The idea was that once she returned to work after our final child I would transfer enough of my super that each of our super balances would be equal. Thereafter, our super balances should remain approximately equal until retirement (if anything I would be worse off: my wife’s income is, and is likely to remain, higher than mine).

Pretty straightforward I thought: add both our super balances, divide by two, transfer however much of my super was over that number to my wife. I envisaged an online form and ten minutes effort. The same as for adjusting my super investment choices, taking up insurance within super, or any interaction of any kind I might need to have with my super fund.

If only. First, I had to complete a PDF form, which solely required from me information already held by my super fund. Accompanying this form, I had to provide several identifying documents (birth certificate etc.), none of which had ever been required by my super fund for any other reason, including the creation of the super account itself.

Then, I discovered I had to do this twice. You are only allowed to transfer 85% of the total of the most recent financial year’s ‘concessional contributions’ (for most people, the super your employer has paid you).

For me, the total required to equalise my wife’s super with mine was twice that amount. So, I had to wait until the next financial year to make the second application, as you can only apply to transfer super to your spouse once per financial year.

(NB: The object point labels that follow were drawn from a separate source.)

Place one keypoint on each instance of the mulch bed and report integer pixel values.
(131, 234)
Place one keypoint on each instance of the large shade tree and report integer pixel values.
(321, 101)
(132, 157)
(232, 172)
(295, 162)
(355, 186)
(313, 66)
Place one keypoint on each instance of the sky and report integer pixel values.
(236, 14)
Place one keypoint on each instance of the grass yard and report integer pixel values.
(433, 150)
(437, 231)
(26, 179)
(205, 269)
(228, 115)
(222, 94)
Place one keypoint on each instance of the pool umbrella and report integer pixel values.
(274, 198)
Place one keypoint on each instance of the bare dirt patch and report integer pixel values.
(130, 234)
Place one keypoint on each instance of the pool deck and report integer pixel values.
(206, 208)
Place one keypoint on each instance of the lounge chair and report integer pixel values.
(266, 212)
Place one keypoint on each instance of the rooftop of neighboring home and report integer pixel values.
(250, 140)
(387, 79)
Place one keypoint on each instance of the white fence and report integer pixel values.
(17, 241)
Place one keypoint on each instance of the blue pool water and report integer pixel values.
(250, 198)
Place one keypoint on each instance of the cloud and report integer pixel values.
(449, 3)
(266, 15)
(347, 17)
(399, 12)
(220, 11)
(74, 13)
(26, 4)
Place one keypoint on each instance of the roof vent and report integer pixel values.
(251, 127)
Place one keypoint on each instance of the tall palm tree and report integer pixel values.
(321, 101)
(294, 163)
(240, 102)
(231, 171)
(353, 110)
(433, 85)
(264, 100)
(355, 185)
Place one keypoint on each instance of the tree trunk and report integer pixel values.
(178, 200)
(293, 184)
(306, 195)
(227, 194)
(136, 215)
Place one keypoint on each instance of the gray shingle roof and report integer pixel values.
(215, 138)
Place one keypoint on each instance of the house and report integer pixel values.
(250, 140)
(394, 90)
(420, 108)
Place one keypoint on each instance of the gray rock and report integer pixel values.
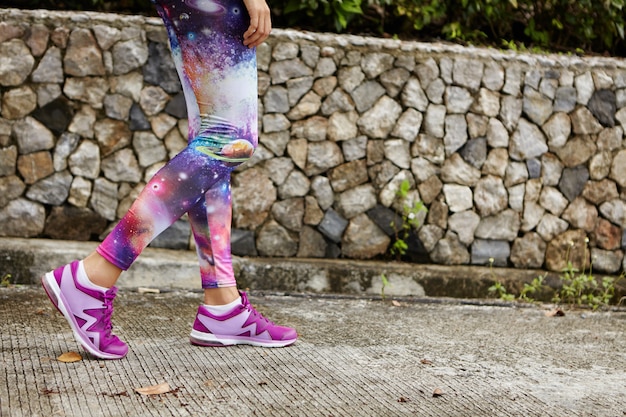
(296, 185)
(606, 261)
(584, 122)
(434, 120)
(584, 87)
(502, 226)
(573, 181)
(603, 106)
(510, 112)
(11, 187)
(414, 96)
(355, 148)
(333, 225)
(486, 251)
(527, 142)
(618, 168)
(607, 236)
(122, 166)
(311, 244)
(597, 192)
(577, 151)
(475, 152)
(536, 106)
(17, 62)
(85, 161)
(366, 94)
(342, 126)
(581, 215)
(275, 240)
(456, 133)
(22, 218)
(567, 247)
(458, 100)
(458, 197)
(348, 175)
(380, 120)
(50, 68)
(468, 73)
(533, 214)
(557, 129)
(129, 55)
(249, 213)
(104, 198)
(159, 69)
(430, 235)
(565, 99)
(449, 251)
(363, 239)
(496, 162)
(408, 125)
(490, 196)
(528, 251)
(322, 156)
(432, 149)
(615, 211)
(289, 213)
(456, 170)
(550, 226)
(552, 200)
(52, 190)
(516, 173)
(464, 224)
(322, 191)
(374, 64)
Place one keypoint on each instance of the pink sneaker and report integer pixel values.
(242, 326)
(87, 311)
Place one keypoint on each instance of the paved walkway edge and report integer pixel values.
(27, 259)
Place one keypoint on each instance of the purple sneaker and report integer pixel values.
(242, 326)
(87, 311)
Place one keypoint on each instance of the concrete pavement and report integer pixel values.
(357, 355)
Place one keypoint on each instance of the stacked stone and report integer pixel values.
(520, 160)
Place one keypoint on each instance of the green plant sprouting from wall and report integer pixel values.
(578, 287)
(410, 220)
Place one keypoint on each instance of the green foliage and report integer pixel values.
(410, 220)
(5, 281)
(385, 281)
(578, 287)
(318, 12)
(549, 25)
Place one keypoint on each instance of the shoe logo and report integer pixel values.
(87, 303)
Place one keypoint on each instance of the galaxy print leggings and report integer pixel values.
(219, 79)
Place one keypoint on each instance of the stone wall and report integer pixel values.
(519, 159)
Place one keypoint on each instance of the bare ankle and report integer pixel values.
(220, 296)
(100, 271)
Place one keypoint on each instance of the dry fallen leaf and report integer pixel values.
(154, 389)
(557, 312)
(68, 357)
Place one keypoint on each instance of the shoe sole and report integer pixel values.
(53, 292)
(203, 339)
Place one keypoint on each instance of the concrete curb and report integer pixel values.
(27, 259)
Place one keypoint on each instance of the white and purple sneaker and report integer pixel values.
(88, 311)
(241, 326)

When I made this second application, it had to be from scratch, including resupplying all the identity documents. Altogether, what should have been a ten minute exercise and a tiny win for gender equality was a six month headache.

What I wanted to know, and what led to this article, was why? Maybe there is a good reason transferring super to your spouse is hard.

Perhaps unsurprisingly, I found there is not a good reason. There are three bad reasons.

First, the Anti-Money Laundering and Counter-Terrorism Financing Act 2006 (Cth) requires all the identity document malarkey. When asked, my super fund, the Association of Super Funds Australia, and Senator the Hon Jane Hume (the Minister for Superannuation, Financial Services and Financial Technology) did not provide any examples of spousal super transfers being used to launder money or finance terrorism, nor did they explain how spousal super transfers could theoretically be used to do so.

Second, although the 85% rule was sensible (15% tax is taken from employer contributions, so the 85% rule simply limits you to transferring super you actually received), there was no basis for imposing any limit other than 85%. I should have been able to transfer any amount up to 85% of my total employer contributions ever received, avoiding the need to make a second application.

Third, the only reason given for limiting spousal transfers to once per financial year was to limit the administrative burden on super funds.

I asked Senator Hume if, to make super fairer and more gender equitable, she intended to remove the red tape imposed by the AMLCTF Act and/or abolish the transfer cap of one year of employer contributions. Senator Hume did not respond.

Fortunately, my story has a happy ending. I eventually managed to transfer my wife enough of my super that our balances are equal.

Unfortunately, for most women there is no such happy ending – not only does the government decline to pursue gender equitable super policy, it makes it as difficult as possible for individual citizens to pursue gender equitable super within their own circle of influence.

Frankly I’m not sure what can be done. As it stands, women will continue to be disproportionately insecure, poor and homeless in their retirement. It’s not good enough.